Nei momenti critici della storia dell’uomo la fotografia è sempre lì e i fotografi in prima linea, armati di solo macchina fotografica, rischiando la propria pelle con la speranza che la loro testimonianza sugli orrori del mondo diventi un messaggio di pace.
Testimoni del nostro tempo fotografi free-lance e non, viaggiatori solitari che con la loro bisaccia tecnologica viaggiano da un continente all’altro, da un villaggio di frontiera a una metropoli assediata dalla guerra libera e duratura, alle rivoluzioni di popolo, alle carestie perenni, alle esecuzioni sommarie di pulizia etnica.
Noi fotografi siamo cresciuti solidarizzando con quei fotografi che con la fotografia hanno con coraggio denunciato la mafia, ricevendone minacce e umiliazioni.
Al contrario del nostro assessore alla cultura Miraglia quando afferma che “i soldi non puzzano”, noi riteniamo che la provenienza del denaro abbia fondamentale importanza quando si parla si fondi che dovrebbero sostenere un Museo.
Riteniamo opportuno sottolineare la differenza che per questioni etiche e morali deve esistere, tra i soldi che guadagna un reporter di guerra, un precario e quelli di un mafioso o una ditta che produce macchine da guerra.
A noi fotografi napoletani piace continuare ad auspicare che il nostro museo cittadino di riferimento, il museo Madre, sia sempre di più un luogo dove si produce e presenta arte, libera e protetta da qualsiasi condizionamento esterno.

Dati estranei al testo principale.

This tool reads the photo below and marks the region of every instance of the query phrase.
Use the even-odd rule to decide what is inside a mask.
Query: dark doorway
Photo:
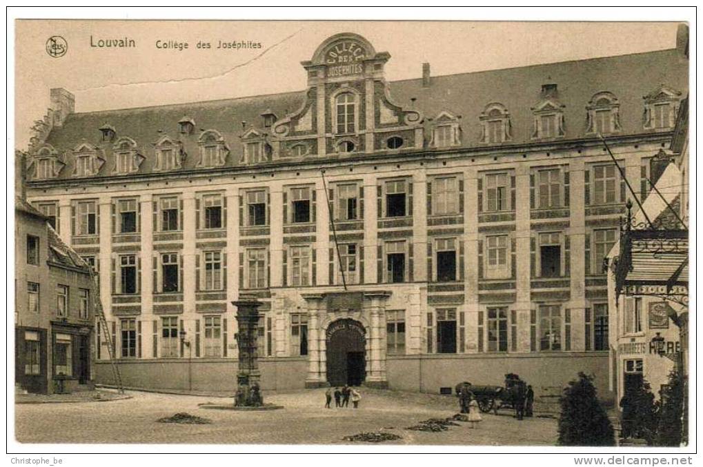
[[[78,383],[86,384],[90,380],[90,340],[88,336],[80,337],[78,347]]]
[[[359,385],[366,378],[366,338],[363,325],[340,319],[328,327],[327,380],[333,386]]]

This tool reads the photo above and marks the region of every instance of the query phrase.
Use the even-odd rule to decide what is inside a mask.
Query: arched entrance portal
[[[333,386],[358,386],[366,376],[366,330],[353,319],[330,324],[327,340],[327,380]]]

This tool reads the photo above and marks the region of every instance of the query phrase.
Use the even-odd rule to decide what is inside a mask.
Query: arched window
[[[337,96],[337,132],[354,132],[356,99],[354,94],[345,92]]]

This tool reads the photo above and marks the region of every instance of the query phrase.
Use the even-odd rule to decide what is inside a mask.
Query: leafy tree
[[[655,444],[679,447],[682,442],[683,378],[676,369],[669,374],[669,384],[662,390],[662,411]]]
[[[561,446],[614,446],[613,427],[600,406],[593,376],[579,373],[560,399],[559,440]]]
[[[654,402],[650,383],[645,380],[641,385],[629,388],[620,400],[620,407],[622,437],[642,438],[648,445],[654,445],[659,425],[659,403]]]

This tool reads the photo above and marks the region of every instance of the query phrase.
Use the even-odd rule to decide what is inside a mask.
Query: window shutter
[[[427,181],[427,215],[430,216],[432,214],[432,183],[431,181]]]
[[[76,234],[76,204],[71,203],[71,235]]]
[[[317,285],[317,250],[312,247],[311,248],[312,255],[312,274],[311,276],[312,277],[311,285]]]
[[[244,225],[244,196],[239,196],[239,226]]]
[[[195,255],[195,292],[200,291],[200,255]]]
[[[381,217],[380,212],[378,217]],[[363,219],[363,185],[359,187],[359,218]]]
[[[459,212],[464,212],[464,179],[459,179]]]
[[[583,171],[583,203],[591,204],[591,169]]]
[[[529,174],[529,207],[534,209],[534,174]]]
[[[112,259],[110,260],[110,264],[111,264],[110,274],[112,276],[112,280],[110,281],[110,283],[112,283],[112,294],[117,293],[117,265],[115,264],[116,262],[117,262],[117,259],[113,255]]]
[[[620,202],[624,203],[627,199],[627,186],[625,184],[625,169],[626,167],[621,167],[622,169],[622,177],[620,179]]]
[[[376,278],[376,280],[378,282],[378,283],[383,283],[383,245],[379,243],[377,248],[378,248],[377,250],[378,256],[376,257],[376,262],[377,262],[376,275],[378,276],[378,277]]]
[[[583,257],[583,264],[585,274],[586,276],[591,274],[591,234],[586,232],[584,236],[585,245],[583,248],[584,257]],[[595,271],[594,271],[595,272]]]
[[[427,241],[427,281],[432,281],[432,241]]]
[[[239,288],[244,288],[244,253],[239,253]]]
[[[515,202],[515,176],[510,175],[510,209],[515,210],[517,208],[517,203]]]
[[[98,209],[100,207],[98,207]],[[112,215],[112,230],[111,231],[112,232],[112,234],[117,234],[117,214],[116,214],[117,210],[117,207],[115,205],[115,202],[113,200],[110,203],[110,213]]]
[[[286,250],[285,247],[283,247],[283,267],[281,268],[281,274],[283,276],[283,286],[285,287],[288,285],[288,250]]]
[[[205,226],[203,223],[203,227]],[[199,196],[195,197],[195,229],[200,228],[200,198]]]
[[[478,244],[479,244],[479,245],[478,245],[479,246],[479,271],[478,271],[478,272],[479,272],[479,279],[482,279],[483,277],[484,277],[484,271],[483,271],[484,270],[484,264],[483,264],[483,257],[484,257],[484,252],[483,252],[483,241],[482,240],[479,240],[478,241]]]
[[[567,170],[564,171],[564,206],[565,207],[569,207],[569,172]]]
[[[330,276],[328,278],[329,284],[335,283],[335,249],[330,248]]]
[[[478,212],[483,212],[483,179],[482,177],[479,177],[476,179],[476,185],[478,191]]]
[[[537,241],[534,237],[529,238],[529,274],[530,277],[537,276]]]
[[[183,230],[183,200],[179,200],[178,229]]]
[[[183,292],[183,255],[179,255],[178,291]]]
[[[378,210],[377,217],[385,217],[383,215],[383,186],[378,185],[376,186],[376,210]]]

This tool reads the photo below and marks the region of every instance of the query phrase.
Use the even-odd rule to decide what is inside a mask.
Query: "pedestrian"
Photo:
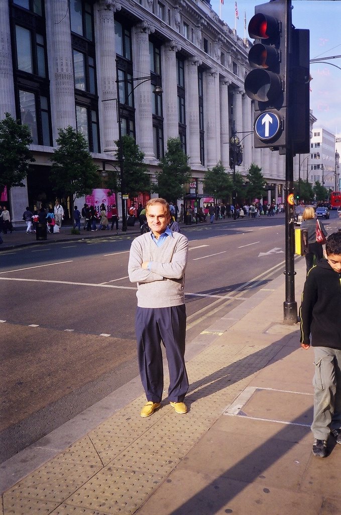
[[[81,214],[82,215],[82,216],[84,218],[84,226],[83,227],[83,229],[84,231],[85,230],[86,228],[86,226],[87,225],[86,215],[86,208],[88,207],[88,206],[87,204],[84,204],[83,207],[82,208],[82,211],[81,211]]]
[[[45,210],[43,208],[44,213],[45,213]],[[48,232],[51,234],[53,234],[55,232],[55,228],[57,225],[56,223],[56,219],[55,218],[55,214],[53,213],[53,210],[52,208],[50,208],[48,210],[47,214],[46,215],[46,221],[47,222],[47,226],[48,228]],[[59,228],[59,226],[57,225],[57,228]],[[56,232],[59,232],[59,231],[57,229]]]
[[[56,225],[58,225],[59,228],[62,227],[62,220],[64,219],[64,210],[59,203],[58,200],[56,201],[55,205],[55,218],[56,219]]]
[[[330,433],[341,444],[341,232],[328,237],[326,253],[308,273],[299,310],[301,347],[311,344],[315,355],[311,430],[318,458],[327,455]]]
[[[323,257],[323,247],[320,243],[316,242],[316,220],[315,217],[314,208],[304,208],[302,215],[303,221],[301,224],[301,229],[306,229],[308,231],[308,251],[306,254],[306,264],[308,273],[314,264],[315,257],[316,264]],[[321,221],[319,220],[321,230],[325,236],[327,232]]]
[[[118,213],[117,212],[117,209],[116,208],[116,204],[113,204],[113,207],[111,208],[111,230],[112,231],[114,229],[114,224],[116,224],[116,231],[118,230],[118,220],[119,220],[119,217],[118,216]]]
[[[213,224],[214,220],[214,207],[212,204],[210,204],[208,207],[208,214],[209,215],[209,221],[210,224]]]
[[[37,232],[37,226],[39,221],[39,215],[38,214],[38,211],[37,209],[35,209],[32,215],[32,223],[33,224],[33,227],[35,232]]]
[[[100,215],[101,219],[100,220],[99,224],[99,230],[100,231],[105,231],[107,229],[109,229],[109,220],[106,216],[106,211],[105,210],[105,207],[104,204],[101,206],[101,211],[100,213]]]
[[[31,233],[34,232],[33,229],[33,223],[32,220],[32,217],[33,216],[33,213],[30,211],[30,208],[28,205],[26,206],[26,209],[23,213],[23,220],[25,220],[26,222],[26,225],[27,227],[26,228],[26,234],[29,233]]]
[[[188,389],[184,293],[188,241],[167,227],[170,211],[164,199],[149,200],[146,214],[151,232],[133,241],[128,264],[129,279],[137,283],[135,329],[140,375],[147,400],[141,416],[149,417],[160,406],[161,341],[169,371],[168,400],[176,413],[182,414],[187,411],[184,400]]]
[[[81,214],[77,205],[74,208],[74,219],[75,220],[75,228],[81,230]]]
[[[184,221],[184,204],[181,204],[180,211],[179,212],[179,219],[178,219],[179,222]]]

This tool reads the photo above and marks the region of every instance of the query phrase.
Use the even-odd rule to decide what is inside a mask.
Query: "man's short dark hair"
[[[327,255],[341,255],[341,231],[333,232],[327,238],[326,252]]]

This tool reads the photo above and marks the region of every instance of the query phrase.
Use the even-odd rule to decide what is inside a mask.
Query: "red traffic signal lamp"
[[[248,24],[256,40],[248,62],[245,93],[255,101],[255,147],[272,147],[285,153],[289,144],[289,88],[291,2],[275,0],[256,6]]]

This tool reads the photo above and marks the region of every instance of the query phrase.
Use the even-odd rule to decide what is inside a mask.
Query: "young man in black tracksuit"
[[[327,259],[308,272],[300,308],[301,347],[315,353],[313,454],[327,455],[331,432],[341,444],[341,232],[326,244]]]

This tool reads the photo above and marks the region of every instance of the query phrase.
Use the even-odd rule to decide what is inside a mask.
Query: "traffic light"
[[[310,151],[309,31],[293,29],[290,84],[290,126],[294,154]]]
[[[285,153],[289,145],[288,72],[292,30],[291,2],[275,0],[256,6],[248,24],[256,40],[248,54],[253,69],[245,79],[247,96],[255,100],[255,147]]]

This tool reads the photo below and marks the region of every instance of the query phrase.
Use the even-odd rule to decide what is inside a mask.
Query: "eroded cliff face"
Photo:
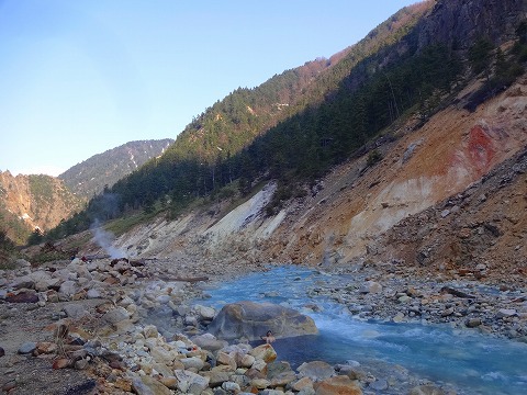
[[[159,218],[116,246],[131,257],[211,264],[403,260],[424,270],[522,268],[527,184],[518,155],[527,147],[526,111],[524,76],[473,113],[452,105],[415,131],[410,120],[395,140],[380,144],[379,163],[367,168],[365,156],[336,167],[276,216],[265,215],[271,183],[228,213],[218,204],[175,222]]]
[[[48,230],[80,210],[80,201],[63,181],[49,176],[13,177],[9,171],[0,171],[0,194],[4,215],[19,218],[30,232],[35,227]],[[5,230],[13,237],[12,229]]]

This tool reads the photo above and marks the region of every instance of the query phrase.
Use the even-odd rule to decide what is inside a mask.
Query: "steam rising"
[[[112,242],[115,240],[115,236],[111,232],[104,230],[98,219],[96,219],[90,230],[93,235],[93,241],[96,241],[99,247],[101,247],[110,256],[110,258],[114,259],[126,257],[121,249],[112,246]]]

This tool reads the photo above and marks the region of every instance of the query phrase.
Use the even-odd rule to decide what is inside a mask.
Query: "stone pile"
[[[316,286],[309,293],[329,296],[360,318],[448,324],[527,342],[527,292],[520,289],[469,279],[427,281],[396,261],[355,266],[352,271],[338,268],[334,274],[351,274],[354,281]]]

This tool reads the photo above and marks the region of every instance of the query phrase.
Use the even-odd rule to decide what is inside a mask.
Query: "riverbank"
[[[375,369],[324,365],[333,374],[321,373],[321,366],[306,374],[285,362],[266,362],[258,352],[253,356],[255,347],[246,342],[227,346],[203,335],[217,313],[199,302],[206,300],[208,289],[244,273],[269,270],[265,266],[183,260],[19,264],[3,271],[0,280],[4,392],[229,394],[257,388],[274,391],[269,394],[310,394],[322,382],[357,386],[365,394],[397,393],[393,391],[403,384],[406,392],[455,391],[447,383],[421,380],[402,366],[395,376],[382,372],[393,366],[382,364]],[[522,341],[526,334],[524,290],[418,279],[396,262],[317,270],[325,273],[323,280],[305,289],[305,295],[327,296],[359,319],[441,323],[514,341]],[[255,284],[255,293],[258,289]],[[21,303],[23,297],[27,303]],[[60,328],[67,331],[60,335]],[[253,366],[257,360],[262,361],[260,370]],[[337,385],[330,376],[347,379],[339,379],[345,383]]]

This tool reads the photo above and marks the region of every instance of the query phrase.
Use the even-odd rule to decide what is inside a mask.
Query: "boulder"
[[[324,361],[304,362],[299,366],[298,371],[302,376],[317,381],[328,379],[335,374],[333,366]]]
[[[309,316],[272,303],[248,301],[223,306],[208,330],[227,340],[242,337],[257,340],[268,330],[282,338],[318,334],[314,320]]]

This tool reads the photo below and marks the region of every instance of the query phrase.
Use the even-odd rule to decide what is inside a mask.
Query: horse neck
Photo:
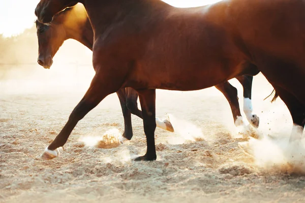
[[[71,23],[70,20],[73,21],[73,23]],[[71,24],[75,24],[78,26],[71,26]],[[75,16],[75,17],[70,16],[69,19],[65,22],[64,26],[67,39],[73,39],[78,41],[92,50],[93,30],[87,17],[84,21],[83,20],[78,18],[77,16]]]

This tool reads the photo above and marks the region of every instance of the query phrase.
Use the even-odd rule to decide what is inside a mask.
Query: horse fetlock
[[[59,151],[58,149],[55,150],[50,150],[47,147],[40,156],[43,159],[50,160],[58,157],[59,155]]]
[[[174,132],[174,128],[172,125],[171,123],[169,122],[169,119],[164,119],[162,120],[160,120],[159,118],[156,118],[156,124],[157,127],[165,130],[169,132]]]
[[[259,117],[255,114],[252,114],[251,117],[250,123],[255,128],[258,128],[259,126]]]

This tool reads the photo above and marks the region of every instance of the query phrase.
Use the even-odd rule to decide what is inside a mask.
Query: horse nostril
[[[41,66],[43,66],[44,65],[44,63],[42,61],[41,61],[41,60],[39,59],[38,61],[37,61],[37,62],[38,63],[38,64],[39,64]]]

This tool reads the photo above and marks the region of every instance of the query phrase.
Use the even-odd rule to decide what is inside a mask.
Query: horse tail
[[[277,93],[277,92],[276,91],[276,90],[274,90],[274,89],[273,89],[273,90],[272,90],[271,94],[270,95],[269,95],[269,96],[268,97],[267,97],[265,99],[264,99],[264,101],[267,98],[268,98],[269,97],[271,96],[273,94],[273,93],[274,94],[274,96],[273,96],[273,98],[272,98],[272,99],[271,100],[271,103],[272,103],[274,101],[275,101],[277,100],[277,99],[278,98],[278,97],[279,97],[279,95],[278,94],[278,93]]]

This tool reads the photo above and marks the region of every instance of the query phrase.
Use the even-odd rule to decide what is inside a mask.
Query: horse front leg
[[[240,82],[243,88],[243,112],[249,123],[255,128],[258,128],[259,125],[259,117],[255,114],[253,114],[252,89],[253,76],[242,75],[237,77],[236,79]]]
[[[57,148],[67,142],[71,132],[80,120],[95,107],[107,95],[117,89],[111,88],[111,82],[105,83],[96,73],[87,92],[70,114],[68,122],[52,143],[41,155],[42,158],[51,159],[58,155]],[[106,88],[107,87],[107,88]]]
[[[137,115],[143,119],[142,111],[138,108],[138,93],[131,88],[126,88],[127,108],[131,111],[131,113]],[[156,118],[157,127],[170,132],[174,132],[174,128],[168,120],[161,120]]]
[[[297,126],[292,129],[289,140],[291,141],[301,138],[305,125],[305,105],[283,88],[276,85],[273,86],[289,110],[293,124]]]
[[[125,88],[121,88],[116,92],[119,103],[122,109],[122,113],[124,118],[124,132],[122,135],[121,142],[127,139],[130,140],[133,136],[132,124],[131,122],[131,112],[128,108],[127,95],[127,93]]]
[[[135,161],[152,161],[157,159],[155,144],[156,130],[156,90],[138,91],[141,108],[143,114],[144,132],[146,138],[147,150],[145,155]]]

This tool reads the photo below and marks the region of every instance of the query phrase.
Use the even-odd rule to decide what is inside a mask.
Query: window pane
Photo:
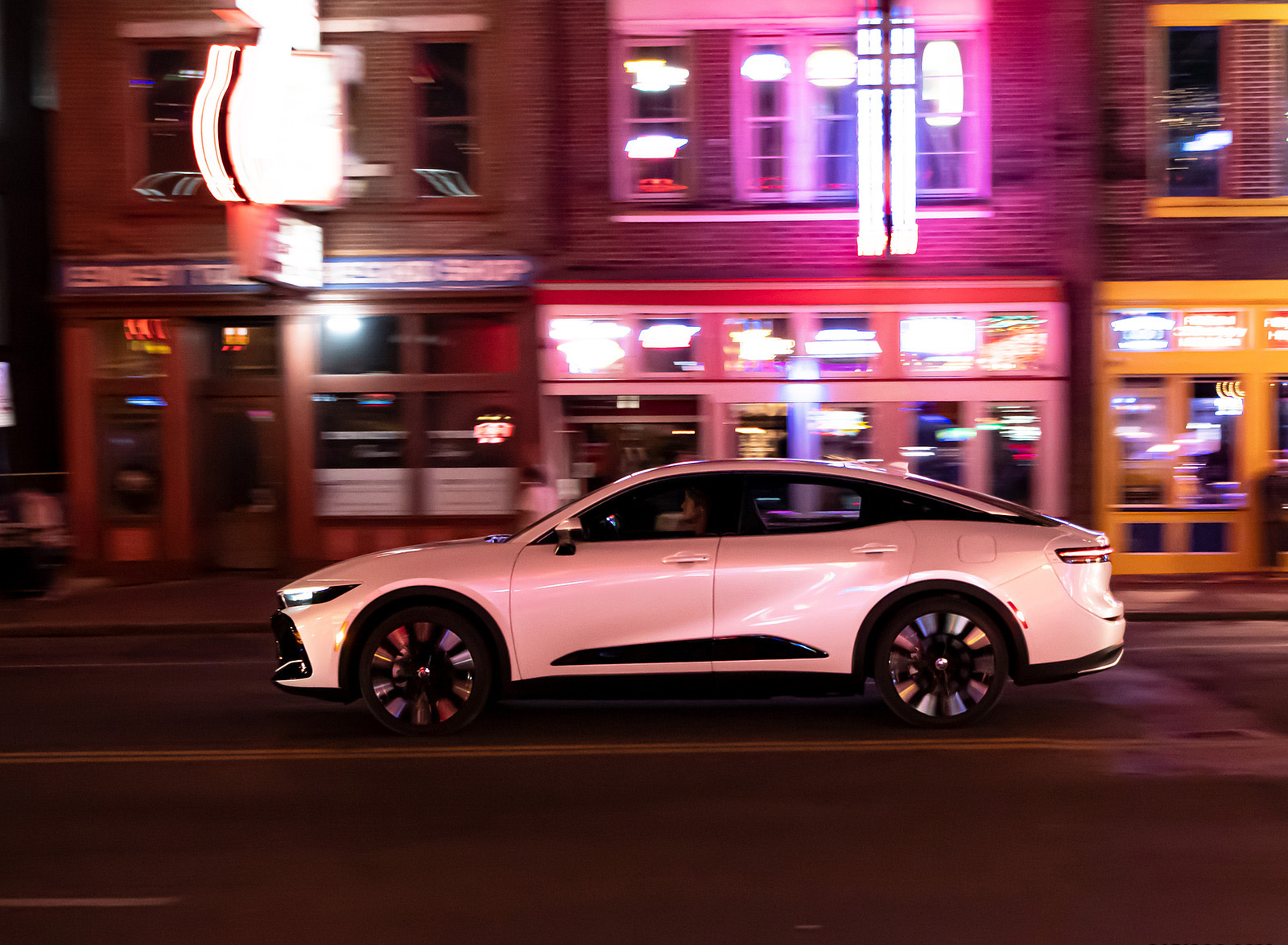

Il nostro Museo ci piace molto quando è pieno di bambini che lavorano con gli artisti e presentano li i loro progetti e quando il lunedì l’ingresso è libero a tutti, tutti ed è pieno di giovani che visitano le mostre.
Leggiamo che la “Mbda”, impresa italiana che produce missili, vuole sponsorizzare le attività del Madre. Ci chiediamo: cosa potremmo mai dire ai tanti scolari che hanno animato i corsi e i laboratori che si svolgono nel museo o ai tanti giovanissimi visitatori, quando ci chiederanno cosa produce uno dei soci o sponsor di cui leggono il nome sulle guide, sui cataloghi, sulle pubblicazioni del Museo?
No, noi fotografi napoletani presenti ora al Museo con la mostra “O VERO” non ci sentiamo di esporre le nostre opere qualora si dovesse trovare un accordo con una multinazionale che produce armi e nulla ci potrà convincere che chi fabbrica missili, siano essi di attacco o, come strenuamente alcuni affermano, di difesa, possa essere uno sponsor senza “cattivi odori”.
I fotografi napoletani di “O VERO”, non condividendo nessun taglio alla cultura imposto da un governo cieco al punto da non accorgersi che la cultura è la terza fabbrica nazionale, sono solidali con i tanti artisti che hanno preso posizione contro questa ipotesi di partnership. Comprendono e apprezzano le scelte di alcuni di loro a ritirare le opere dalla collezione permanente e sono pronti a togliere le proprie foto anche in corso d’opera e a mostra ancora aperta, lasciando gli spazi vuoti, bianchi, come immagine emblematica del vuoto di valori che una classe dirigente povera di contenuti vuole divulgarci. Questo è lo spirito e la missione dei fotografi, l’arte deve servire a scuotere le coscienze, non a massificarle sul volere del controllore di turno.